On the broader picture, at this stage in mid-term an opposition party heading for victory should have a comfortable double-digit lead.  Labour's slender seven-point advantage does nothing to change my view that the most likely outcome of the next general election is a Tory victory.

UPDATE : The above figures are now confirmed - the SNP are on 7%, comprising a whopping 55% of the Scottish subsample.  Plaid Cymru are on 1% (16% in Wales), while the BNP have indeed slumped to zero.


  1. I would find that difficult to believe. Here is poll for TNS at a combined 5% for SNP/Plaid that appeared yesterday.


  2. I couldn't agree more with Marcia. The poll stinks of random variation; I suspect we'll see a restoration to the usual 9/10pt lead Labour seem to be experiencing next time round. Good to see you've recognised it in your reference to small Scottish/Welsh samples.

    In terms of UK government victories, we all know that FPTP currently skews in favour of Labour; the Tories require a good ~12-13pt margin to secure a workable majority in terms of uniform swing, but Labour require far less. Yes, the majority that could be produced with ~7pts would be slender after the intense 2015 GE run-up, but if you count LD fallout going to Lab/Con and Tory votes going to UKIP, I suspect the numbers would stack up favourably. I therefore disagree in terms of your view to a Tory victory, in spite of the leadership, economic credibility and public trust crises Labour presently faces, which will likely be addressed over the next two years as policy emerges.

  3. Ipsos MORI poll out today:


  4. As I suspected ICM figures should read 3% and not 8%:


  5. Yes, I'm not surprised either - the 'Grauniad' live up to their nickname once again. It seems they can't distinguish between the BNP (on 5%) and the SNP!

    But the Ipsos-Mori figures are much better - the SNP in the mid-thirties in the Scottish subsample.

  6. The tables are now up on the ICM website.

    It seems that 30 voters in the 'North' are planning to vote SNP!!! (See page 6)


    On the other hand, there are also 30 voters in Scotland who want to vote for the SNP. I suspect that somewhere in their analysis, their geography has become confused.

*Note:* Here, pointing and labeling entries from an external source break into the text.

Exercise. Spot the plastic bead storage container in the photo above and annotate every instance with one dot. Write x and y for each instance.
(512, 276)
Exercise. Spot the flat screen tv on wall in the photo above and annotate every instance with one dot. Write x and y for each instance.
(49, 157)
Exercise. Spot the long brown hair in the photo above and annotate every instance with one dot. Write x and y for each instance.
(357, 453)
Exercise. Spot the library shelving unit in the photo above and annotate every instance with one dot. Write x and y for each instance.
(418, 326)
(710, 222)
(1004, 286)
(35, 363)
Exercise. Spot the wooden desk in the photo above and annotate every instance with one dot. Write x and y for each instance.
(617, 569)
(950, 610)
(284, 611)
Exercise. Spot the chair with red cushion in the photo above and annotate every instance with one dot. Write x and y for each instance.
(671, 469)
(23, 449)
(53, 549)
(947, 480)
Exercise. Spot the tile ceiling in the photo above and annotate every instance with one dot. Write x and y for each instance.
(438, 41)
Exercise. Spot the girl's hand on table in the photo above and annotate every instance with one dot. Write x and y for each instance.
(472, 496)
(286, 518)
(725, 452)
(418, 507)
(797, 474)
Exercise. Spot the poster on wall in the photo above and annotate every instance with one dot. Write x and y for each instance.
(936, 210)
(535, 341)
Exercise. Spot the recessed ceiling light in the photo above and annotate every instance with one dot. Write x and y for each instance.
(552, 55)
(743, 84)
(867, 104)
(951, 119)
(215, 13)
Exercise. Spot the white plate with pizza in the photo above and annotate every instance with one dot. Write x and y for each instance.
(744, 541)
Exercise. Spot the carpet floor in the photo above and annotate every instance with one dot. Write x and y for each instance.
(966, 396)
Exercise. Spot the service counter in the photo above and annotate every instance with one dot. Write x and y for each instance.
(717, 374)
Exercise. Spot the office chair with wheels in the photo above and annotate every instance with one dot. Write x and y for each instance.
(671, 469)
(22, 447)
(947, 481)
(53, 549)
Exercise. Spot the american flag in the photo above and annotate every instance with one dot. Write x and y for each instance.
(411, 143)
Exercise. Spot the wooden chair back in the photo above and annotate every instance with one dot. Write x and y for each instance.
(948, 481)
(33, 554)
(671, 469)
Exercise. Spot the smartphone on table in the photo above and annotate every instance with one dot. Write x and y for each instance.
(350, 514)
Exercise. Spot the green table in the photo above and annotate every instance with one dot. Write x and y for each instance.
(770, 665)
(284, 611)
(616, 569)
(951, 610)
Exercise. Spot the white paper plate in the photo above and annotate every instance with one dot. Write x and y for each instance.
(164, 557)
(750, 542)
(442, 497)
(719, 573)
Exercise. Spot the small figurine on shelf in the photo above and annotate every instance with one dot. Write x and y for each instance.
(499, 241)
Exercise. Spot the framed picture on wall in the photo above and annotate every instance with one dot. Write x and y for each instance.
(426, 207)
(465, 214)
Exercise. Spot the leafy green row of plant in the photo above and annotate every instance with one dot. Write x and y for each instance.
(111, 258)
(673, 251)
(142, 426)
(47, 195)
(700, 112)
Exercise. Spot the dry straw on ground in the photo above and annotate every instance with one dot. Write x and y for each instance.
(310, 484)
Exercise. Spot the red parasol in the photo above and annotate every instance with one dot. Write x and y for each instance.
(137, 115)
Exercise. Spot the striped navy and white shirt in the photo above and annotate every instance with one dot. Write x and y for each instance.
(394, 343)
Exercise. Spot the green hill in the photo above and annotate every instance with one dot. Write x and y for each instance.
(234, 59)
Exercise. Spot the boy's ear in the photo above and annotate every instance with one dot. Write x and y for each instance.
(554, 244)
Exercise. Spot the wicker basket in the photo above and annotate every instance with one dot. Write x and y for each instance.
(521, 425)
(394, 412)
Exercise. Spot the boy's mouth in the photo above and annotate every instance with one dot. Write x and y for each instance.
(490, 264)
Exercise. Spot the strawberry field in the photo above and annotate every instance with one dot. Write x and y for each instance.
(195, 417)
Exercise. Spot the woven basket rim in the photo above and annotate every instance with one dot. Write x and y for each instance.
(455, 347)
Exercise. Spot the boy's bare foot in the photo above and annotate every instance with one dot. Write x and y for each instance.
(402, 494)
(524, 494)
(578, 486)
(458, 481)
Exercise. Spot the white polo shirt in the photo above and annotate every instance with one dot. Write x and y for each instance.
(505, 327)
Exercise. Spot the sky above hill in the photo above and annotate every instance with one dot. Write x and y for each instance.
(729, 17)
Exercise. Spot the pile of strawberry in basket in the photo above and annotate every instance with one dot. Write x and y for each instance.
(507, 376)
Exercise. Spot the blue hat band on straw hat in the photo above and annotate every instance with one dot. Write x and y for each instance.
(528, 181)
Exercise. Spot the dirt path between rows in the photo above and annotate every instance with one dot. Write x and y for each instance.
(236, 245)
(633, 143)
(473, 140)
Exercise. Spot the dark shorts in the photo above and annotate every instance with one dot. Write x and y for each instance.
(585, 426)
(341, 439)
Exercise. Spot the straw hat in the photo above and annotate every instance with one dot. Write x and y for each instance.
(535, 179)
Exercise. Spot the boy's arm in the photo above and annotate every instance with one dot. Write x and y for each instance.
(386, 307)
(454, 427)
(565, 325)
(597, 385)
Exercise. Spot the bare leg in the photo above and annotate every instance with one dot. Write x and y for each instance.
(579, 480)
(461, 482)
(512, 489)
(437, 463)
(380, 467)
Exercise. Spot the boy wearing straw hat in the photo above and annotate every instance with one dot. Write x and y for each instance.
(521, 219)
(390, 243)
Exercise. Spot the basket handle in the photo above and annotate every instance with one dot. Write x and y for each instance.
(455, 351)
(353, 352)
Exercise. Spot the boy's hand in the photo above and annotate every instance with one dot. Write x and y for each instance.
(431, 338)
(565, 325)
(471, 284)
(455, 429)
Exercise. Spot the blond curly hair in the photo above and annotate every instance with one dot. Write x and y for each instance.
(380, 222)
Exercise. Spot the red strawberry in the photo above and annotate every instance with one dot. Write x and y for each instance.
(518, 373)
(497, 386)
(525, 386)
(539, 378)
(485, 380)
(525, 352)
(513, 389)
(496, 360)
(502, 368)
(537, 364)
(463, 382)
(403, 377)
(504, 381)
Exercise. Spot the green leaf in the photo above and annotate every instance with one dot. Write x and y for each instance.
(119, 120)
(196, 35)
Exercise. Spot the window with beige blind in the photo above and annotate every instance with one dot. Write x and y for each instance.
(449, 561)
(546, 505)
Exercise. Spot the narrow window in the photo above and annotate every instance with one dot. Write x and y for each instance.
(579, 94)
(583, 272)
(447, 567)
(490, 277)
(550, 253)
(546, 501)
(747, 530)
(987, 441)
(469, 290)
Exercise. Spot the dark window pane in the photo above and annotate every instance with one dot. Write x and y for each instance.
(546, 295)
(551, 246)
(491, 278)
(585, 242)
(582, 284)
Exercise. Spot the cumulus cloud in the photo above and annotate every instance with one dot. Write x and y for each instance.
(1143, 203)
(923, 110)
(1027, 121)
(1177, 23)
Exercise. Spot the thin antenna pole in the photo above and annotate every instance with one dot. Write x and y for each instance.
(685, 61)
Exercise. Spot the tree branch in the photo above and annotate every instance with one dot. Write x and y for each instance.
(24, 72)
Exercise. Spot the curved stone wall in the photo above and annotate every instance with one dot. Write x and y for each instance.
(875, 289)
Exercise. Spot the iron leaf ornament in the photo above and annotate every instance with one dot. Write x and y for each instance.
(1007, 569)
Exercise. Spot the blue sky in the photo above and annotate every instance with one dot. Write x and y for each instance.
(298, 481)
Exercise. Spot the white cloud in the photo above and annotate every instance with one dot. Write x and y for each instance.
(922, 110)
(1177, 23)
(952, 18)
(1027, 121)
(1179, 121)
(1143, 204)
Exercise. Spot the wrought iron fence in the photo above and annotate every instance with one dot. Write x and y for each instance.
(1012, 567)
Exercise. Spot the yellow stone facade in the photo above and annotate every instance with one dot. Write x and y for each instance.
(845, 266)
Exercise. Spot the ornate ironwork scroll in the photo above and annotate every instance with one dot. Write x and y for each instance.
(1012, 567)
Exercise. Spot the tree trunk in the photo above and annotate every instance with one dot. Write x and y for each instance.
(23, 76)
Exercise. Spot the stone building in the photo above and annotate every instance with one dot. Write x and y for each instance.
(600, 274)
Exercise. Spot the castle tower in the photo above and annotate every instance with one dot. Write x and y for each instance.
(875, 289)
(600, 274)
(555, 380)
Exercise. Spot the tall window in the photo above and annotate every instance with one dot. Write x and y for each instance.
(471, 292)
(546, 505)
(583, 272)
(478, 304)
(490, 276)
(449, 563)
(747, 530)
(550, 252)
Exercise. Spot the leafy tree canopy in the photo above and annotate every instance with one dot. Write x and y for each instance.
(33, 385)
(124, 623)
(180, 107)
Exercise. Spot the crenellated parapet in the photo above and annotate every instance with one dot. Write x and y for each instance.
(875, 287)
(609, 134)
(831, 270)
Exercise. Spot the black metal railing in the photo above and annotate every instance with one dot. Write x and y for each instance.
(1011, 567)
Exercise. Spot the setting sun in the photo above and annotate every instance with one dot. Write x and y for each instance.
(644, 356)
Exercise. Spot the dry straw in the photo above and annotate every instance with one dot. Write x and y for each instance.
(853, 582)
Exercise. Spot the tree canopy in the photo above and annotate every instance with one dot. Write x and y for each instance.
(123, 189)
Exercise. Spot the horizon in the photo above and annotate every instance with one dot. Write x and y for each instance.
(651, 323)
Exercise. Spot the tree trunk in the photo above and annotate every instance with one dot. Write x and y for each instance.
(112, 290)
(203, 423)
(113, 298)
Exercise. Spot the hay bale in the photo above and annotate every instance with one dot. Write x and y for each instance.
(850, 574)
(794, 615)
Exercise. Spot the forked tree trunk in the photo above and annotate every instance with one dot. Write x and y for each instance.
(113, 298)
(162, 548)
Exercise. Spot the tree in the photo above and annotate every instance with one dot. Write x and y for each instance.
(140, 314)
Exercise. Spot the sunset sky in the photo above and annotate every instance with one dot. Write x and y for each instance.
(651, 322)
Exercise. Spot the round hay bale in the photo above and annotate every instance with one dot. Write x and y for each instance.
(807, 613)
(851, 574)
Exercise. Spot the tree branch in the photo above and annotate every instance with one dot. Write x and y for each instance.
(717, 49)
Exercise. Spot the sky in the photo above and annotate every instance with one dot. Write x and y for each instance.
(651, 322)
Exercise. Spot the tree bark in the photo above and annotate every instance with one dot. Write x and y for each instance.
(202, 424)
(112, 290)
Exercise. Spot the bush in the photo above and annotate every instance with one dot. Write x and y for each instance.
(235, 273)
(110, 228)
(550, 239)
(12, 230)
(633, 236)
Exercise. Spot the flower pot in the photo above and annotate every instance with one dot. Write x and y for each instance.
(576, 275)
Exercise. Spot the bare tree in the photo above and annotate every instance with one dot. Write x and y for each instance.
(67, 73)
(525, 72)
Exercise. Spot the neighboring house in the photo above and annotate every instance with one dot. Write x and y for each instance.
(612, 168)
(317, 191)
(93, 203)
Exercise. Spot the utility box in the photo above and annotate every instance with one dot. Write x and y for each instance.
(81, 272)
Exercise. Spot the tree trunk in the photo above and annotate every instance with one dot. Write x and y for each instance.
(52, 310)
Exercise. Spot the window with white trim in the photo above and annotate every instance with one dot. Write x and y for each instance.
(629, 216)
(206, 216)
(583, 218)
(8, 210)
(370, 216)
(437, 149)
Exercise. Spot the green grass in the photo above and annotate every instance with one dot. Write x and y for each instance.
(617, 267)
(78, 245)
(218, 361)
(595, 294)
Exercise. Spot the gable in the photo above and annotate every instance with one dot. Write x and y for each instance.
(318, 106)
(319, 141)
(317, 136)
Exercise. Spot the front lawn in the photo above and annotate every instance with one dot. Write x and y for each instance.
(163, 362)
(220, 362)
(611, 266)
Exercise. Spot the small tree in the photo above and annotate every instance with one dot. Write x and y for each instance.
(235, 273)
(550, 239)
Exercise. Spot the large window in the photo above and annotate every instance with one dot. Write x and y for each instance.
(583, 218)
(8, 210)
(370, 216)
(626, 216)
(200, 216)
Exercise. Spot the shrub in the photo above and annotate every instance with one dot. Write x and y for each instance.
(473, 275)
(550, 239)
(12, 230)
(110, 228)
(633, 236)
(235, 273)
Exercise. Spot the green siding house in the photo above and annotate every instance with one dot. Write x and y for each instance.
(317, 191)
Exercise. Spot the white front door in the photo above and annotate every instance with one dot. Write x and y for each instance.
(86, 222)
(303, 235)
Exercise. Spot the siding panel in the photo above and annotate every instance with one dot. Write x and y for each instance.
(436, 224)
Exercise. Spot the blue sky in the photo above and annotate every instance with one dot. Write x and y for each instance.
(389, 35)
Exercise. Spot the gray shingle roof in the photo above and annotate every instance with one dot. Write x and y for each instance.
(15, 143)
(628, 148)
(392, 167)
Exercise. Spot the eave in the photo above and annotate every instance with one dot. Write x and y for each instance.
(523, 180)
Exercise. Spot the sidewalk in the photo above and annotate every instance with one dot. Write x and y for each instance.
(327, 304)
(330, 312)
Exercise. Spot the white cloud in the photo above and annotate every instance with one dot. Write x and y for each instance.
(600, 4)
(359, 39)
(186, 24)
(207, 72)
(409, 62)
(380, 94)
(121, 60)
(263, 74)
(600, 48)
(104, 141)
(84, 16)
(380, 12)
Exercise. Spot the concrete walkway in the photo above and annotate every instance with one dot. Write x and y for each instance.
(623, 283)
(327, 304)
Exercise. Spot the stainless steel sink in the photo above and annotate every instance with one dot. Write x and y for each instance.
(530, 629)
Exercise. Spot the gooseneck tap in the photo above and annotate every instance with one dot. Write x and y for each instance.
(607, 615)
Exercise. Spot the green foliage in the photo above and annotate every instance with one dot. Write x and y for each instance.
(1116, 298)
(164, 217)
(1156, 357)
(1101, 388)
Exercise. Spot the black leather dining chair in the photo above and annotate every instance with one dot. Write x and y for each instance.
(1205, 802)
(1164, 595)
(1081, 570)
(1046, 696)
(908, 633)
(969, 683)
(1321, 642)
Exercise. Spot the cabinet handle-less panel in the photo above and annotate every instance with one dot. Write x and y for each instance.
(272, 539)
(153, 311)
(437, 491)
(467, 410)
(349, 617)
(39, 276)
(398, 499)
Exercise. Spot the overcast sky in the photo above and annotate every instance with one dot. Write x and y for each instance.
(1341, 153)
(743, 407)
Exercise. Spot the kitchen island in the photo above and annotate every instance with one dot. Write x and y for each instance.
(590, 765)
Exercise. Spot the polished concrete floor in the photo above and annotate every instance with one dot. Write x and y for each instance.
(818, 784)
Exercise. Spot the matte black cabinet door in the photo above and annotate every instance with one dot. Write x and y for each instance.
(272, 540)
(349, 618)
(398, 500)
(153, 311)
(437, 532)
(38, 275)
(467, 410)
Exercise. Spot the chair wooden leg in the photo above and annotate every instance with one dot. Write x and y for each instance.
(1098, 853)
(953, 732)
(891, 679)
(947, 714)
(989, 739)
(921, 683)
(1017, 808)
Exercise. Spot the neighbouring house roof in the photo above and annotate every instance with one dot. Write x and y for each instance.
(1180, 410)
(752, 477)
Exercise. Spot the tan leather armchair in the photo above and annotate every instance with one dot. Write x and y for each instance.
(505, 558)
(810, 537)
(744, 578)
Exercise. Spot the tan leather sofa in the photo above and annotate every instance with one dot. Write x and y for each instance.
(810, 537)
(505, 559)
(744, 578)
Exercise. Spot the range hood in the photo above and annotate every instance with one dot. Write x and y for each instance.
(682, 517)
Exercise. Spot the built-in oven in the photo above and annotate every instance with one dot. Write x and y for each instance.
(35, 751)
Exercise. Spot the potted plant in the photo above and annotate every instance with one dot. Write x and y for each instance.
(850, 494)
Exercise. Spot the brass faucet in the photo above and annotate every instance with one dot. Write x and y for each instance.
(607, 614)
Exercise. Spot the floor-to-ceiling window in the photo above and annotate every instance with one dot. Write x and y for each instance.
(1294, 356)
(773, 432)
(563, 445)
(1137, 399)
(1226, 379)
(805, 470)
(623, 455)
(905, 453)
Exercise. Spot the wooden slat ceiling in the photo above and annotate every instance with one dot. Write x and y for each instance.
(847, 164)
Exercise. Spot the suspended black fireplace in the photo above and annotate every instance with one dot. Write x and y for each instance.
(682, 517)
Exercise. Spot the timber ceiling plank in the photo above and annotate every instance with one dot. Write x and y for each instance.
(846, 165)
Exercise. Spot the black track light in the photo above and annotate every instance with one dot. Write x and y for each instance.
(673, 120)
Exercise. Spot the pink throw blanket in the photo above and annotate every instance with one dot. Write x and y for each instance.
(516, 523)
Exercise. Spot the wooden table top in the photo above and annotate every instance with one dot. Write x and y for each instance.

Easy to do in the mindset of someone who thinks of Scotland as somewhere remote 'up North'.

  7. OK, we've got ourselves totally confused here. My humblest apologies to the Guardian - they were right all along. The SNP are on 7% (55% in the Scottish subsample), Plaid Cymru are on 1%, and the BNP are indeed on zero. The figures Marcia mentioned are from the May poll (ICM take forever to update their website).

    In response to James Kay, ICM always used to lump Scotland and the North of England together in a "North" region. They still do that, but at least they now supply an additional breakdown for Scotland (that's why the SNP have the same number of voters in "the North" and in Scotland).